Got on the road about 6am today. Having thought we might go North to Oklahoma before going on to Santa Fe, we instead decided to do some more of Texas, and I’m really glad we did. Our destination today was Alpine, a small town on the edge of the Big Bend National Park, which is probably not much smaller than Wales, and sits in a little rounded corner of SouthWest Texas, with the Rio Grande and Mexico just beyond.

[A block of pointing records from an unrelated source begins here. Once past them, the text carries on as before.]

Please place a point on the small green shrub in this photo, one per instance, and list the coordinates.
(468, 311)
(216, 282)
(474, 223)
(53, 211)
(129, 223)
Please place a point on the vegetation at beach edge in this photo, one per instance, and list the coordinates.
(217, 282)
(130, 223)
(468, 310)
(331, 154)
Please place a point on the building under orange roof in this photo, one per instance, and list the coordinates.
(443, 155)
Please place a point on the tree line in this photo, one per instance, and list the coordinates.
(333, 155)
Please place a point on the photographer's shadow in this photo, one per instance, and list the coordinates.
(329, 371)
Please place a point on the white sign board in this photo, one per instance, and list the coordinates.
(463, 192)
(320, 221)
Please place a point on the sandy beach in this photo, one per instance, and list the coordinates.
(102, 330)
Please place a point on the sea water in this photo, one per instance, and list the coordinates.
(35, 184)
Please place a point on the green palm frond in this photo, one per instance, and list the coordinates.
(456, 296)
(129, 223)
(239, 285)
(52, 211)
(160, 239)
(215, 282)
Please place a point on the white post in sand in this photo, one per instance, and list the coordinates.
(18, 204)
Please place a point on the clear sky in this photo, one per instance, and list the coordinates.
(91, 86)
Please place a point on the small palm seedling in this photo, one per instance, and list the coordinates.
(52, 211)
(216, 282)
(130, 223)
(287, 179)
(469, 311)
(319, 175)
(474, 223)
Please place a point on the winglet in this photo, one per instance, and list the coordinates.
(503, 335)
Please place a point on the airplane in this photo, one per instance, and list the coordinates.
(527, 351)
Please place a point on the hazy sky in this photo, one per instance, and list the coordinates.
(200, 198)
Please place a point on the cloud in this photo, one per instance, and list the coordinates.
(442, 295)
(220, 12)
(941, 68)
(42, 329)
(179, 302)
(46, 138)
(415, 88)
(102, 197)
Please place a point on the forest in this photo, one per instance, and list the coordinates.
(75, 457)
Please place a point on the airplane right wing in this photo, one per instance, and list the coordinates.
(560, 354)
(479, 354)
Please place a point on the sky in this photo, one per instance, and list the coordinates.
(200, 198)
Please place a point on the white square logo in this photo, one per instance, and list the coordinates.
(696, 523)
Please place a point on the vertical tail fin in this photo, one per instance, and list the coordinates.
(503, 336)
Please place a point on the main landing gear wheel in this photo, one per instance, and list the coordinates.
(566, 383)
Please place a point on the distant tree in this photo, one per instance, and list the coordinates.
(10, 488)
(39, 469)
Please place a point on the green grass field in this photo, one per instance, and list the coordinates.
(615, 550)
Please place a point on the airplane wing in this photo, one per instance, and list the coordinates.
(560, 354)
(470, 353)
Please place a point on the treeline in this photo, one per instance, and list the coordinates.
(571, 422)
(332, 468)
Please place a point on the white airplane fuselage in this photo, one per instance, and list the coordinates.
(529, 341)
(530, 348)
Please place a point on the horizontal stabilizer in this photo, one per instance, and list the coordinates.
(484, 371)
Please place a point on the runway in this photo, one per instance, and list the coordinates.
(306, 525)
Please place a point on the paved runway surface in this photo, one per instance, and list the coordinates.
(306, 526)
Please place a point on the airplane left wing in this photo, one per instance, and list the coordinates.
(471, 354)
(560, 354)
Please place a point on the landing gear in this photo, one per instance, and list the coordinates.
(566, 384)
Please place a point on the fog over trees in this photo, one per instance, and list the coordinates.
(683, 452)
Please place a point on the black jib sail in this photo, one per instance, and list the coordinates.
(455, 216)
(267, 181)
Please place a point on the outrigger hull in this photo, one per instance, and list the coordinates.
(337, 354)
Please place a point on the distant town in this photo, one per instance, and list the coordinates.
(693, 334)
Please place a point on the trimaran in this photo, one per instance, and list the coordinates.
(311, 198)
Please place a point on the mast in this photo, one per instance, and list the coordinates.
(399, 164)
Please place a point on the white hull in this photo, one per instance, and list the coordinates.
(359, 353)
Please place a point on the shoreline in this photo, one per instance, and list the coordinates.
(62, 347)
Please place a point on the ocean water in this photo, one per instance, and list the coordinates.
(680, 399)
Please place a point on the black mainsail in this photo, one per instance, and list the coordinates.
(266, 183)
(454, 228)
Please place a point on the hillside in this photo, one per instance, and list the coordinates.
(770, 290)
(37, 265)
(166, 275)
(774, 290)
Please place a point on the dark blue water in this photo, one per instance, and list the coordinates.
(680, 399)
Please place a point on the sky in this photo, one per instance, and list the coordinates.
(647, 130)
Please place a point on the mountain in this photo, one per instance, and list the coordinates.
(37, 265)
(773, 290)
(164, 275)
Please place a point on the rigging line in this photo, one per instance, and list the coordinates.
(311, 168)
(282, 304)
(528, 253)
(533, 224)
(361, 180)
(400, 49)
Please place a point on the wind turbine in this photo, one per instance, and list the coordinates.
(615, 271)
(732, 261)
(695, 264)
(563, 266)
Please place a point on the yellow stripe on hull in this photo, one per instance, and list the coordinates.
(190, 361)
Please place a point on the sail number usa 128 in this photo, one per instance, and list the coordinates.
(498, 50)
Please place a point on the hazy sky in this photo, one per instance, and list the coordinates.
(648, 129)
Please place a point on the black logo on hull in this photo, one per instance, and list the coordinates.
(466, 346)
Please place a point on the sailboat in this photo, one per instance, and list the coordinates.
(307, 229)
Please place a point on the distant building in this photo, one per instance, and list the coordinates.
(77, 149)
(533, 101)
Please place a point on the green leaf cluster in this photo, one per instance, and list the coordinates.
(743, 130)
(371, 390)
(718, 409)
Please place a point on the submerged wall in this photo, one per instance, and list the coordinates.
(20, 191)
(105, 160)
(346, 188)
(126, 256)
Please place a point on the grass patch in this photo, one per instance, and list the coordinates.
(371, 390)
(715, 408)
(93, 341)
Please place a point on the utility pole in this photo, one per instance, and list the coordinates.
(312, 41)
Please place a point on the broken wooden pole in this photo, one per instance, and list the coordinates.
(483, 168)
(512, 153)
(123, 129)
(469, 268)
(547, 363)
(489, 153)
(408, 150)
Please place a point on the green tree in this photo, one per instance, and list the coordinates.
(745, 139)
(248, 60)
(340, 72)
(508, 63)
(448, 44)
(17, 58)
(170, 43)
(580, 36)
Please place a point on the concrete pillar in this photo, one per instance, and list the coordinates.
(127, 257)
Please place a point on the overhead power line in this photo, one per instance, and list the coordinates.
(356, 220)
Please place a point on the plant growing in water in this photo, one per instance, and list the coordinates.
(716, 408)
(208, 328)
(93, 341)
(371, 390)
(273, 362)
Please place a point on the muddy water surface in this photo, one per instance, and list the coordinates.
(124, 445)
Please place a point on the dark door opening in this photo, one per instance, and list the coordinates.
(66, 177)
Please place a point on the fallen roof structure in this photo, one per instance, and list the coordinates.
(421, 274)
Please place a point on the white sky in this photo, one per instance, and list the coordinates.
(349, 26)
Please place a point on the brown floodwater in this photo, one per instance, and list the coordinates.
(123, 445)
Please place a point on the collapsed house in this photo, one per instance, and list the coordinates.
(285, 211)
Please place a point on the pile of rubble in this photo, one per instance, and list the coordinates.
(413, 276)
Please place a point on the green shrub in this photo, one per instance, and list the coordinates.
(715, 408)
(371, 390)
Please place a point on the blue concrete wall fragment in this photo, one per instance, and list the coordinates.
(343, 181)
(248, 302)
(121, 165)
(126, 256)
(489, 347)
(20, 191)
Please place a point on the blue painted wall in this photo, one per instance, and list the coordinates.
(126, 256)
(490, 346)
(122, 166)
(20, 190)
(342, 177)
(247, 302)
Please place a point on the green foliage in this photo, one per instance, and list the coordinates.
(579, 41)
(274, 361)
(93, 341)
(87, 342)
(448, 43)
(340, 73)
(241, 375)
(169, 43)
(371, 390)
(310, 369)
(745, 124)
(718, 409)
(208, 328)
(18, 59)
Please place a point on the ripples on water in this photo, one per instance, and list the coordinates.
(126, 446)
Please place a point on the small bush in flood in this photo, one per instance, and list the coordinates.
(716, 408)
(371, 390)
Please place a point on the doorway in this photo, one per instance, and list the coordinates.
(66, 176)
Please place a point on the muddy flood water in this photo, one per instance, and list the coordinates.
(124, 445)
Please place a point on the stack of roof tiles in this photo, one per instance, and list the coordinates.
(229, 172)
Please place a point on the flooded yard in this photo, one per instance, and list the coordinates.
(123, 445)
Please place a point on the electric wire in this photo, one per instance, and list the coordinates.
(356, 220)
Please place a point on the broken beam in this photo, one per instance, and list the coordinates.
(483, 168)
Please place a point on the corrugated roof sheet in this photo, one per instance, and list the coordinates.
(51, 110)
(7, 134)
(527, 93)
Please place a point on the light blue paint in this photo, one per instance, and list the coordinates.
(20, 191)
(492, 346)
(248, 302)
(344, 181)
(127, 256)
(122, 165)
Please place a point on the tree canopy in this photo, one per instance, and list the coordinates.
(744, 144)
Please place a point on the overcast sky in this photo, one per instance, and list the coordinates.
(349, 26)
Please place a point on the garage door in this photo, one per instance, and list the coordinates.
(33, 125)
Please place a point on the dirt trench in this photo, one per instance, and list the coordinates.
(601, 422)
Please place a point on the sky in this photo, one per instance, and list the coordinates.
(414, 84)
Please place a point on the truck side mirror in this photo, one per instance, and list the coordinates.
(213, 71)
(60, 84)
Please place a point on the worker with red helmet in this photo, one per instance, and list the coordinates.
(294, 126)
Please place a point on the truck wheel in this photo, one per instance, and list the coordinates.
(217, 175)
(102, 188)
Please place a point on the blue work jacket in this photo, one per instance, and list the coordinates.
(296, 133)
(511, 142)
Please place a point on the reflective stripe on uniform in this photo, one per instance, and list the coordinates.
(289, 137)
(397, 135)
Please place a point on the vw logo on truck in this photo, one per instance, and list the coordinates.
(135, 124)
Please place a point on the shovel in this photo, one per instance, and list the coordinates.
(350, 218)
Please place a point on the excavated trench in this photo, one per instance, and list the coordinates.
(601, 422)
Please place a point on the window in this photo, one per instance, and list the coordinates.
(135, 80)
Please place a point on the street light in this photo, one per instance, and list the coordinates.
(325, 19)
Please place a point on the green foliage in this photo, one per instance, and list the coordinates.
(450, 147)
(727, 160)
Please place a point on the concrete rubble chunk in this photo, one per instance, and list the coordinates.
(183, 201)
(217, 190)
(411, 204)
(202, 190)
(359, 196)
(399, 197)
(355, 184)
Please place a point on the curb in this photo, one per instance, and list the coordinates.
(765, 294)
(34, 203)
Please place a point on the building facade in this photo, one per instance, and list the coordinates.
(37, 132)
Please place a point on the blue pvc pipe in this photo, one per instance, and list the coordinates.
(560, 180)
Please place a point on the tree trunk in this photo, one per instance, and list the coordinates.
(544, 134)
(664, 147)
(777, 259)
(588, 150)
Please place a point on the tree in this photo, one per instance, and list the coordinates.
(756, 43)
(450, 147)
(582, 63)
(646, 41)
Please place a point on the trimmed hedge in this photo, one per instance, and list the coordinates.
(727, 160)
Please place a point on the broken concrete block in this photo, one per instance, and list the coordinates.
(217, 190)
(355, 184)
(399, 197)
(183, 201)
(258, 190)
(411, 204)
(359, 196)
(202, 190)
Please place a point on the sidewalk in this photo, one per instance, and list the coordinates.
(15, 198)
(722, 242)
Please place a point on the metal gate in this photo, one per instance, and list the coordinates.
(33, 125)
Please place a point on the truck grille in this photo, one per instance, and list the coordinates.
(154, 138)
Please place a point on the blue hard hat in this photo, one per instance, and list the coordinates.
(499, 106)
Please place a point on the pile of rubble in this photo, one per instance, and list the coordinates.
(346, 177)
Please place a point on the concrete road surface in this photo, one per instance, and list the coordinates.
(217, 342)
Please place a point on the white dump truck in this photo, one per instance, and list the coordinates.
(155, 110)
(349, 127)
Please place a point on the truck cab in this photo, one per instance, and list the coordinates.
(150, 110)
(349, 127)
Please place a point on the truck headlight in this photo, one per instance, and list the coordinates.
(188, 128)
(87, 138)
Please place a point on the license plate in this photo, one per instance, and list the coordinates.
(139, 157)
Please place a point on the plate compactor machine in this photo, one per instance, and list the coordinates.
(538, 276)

Having made it out of San Antonio in good time we had a bit of a hold up via our first police pull-over. We had been told that with out-of-state plates we should expect this, though I had just kind of run an amber light and apparently I was doing a little over the speed limit as well (oops!). He was really nice though, never a hint that he was going to book me, however, he did inform us that the registration for the RV expired in May – three weeks before we even picked it up! He didn’t want to do anything about this, and he said that it would take a pretty mean cop who would do anything, but, that technically once we are back in California (where it is registered) we could be towed and impounded! There has been a growing snag list for El Monte RV rentals, various little annoyances like the microwave not working and shelves falling down, then they were totally useless with the cracked windscreen. But now this has really annoyed us and we can only hope that it doesn’t put a real downer on the California stretch. I’ll just have to not give a policeman any excuse to pull me over and hope that they don’t notice the little red sticker on the back which has the expiration date on it, and which in our minds has grown massive. Pen is really pissed about it, and is busy making plans for what our American friends might call a real shitstorm when we drop the RV off. To be honest, I just really want to get to LA with our means of transport and accommodation! Anyhow, nothing we can do for now, so we’ve tried to put it to the back of our minds.

So far nature has helped us along with this. After the first hundred miles this morning, through the border town of Del Ray (I say town, but only in the absence of an collective noun for nothingness.) After this things started to iprove visually, with the Amistrad State Park, reservoir and canyon, the countryside becoming more hilly until eventually we found ourselves inside one of those old Malboro ads – scrubby, hilly desert on either side and shimmering, almost mirage like tarmac extending off into the seemingly infinite distance. It was great. The Texas of the imagination, a big open lovely nothing. And hot. Oh my it’s hot. We were fine in the A/C van, but you could still feel the heat, whenever Pen opened the window to take pictures a 70 mph blast of hot air billowed about in the cab. Stopping for petrol certainly involved some perspiration, at one point I thought the diesel coming out of the pump might just spontaneously combust.

Although we haven’t got within the boundaries of the National Park yet, we felt like as we progressed through the 2nd and 3rd hundred miles today that the land was preparing us for it, with the hills getting steeper, bigger, greater in number and more acutely at odds with the surrounding flatness. Six hours may sound like a long drive, but, as with most driving so far, it was not stressful at all. In fact today was about as relaxing as driving gets. Outside the 3 or 4 relatively more urbanised settlements we maybe saw 10 other cars – or lorries mostly – all morning.

I’m now sitting in the RV with the night closing in around us at about 9.30pm – and I think it will get proper dark out here in hill country. Our campsite is lovely, really nice people running it, and as this is our first non-urban campsite we feel like we’re doing the whole camping thing properly for the first time – all be it wrapped in an air conditioned, irrigated box!

Tired now so will describe our first afternoon’s adventures so other time, and, I finished the Great Gatsby so now Jack Kerouac awaits.

(some time later) just read first chapter of On the Road, have feeling that everything I write is going to feel like a pale imitation of it now. Bugger.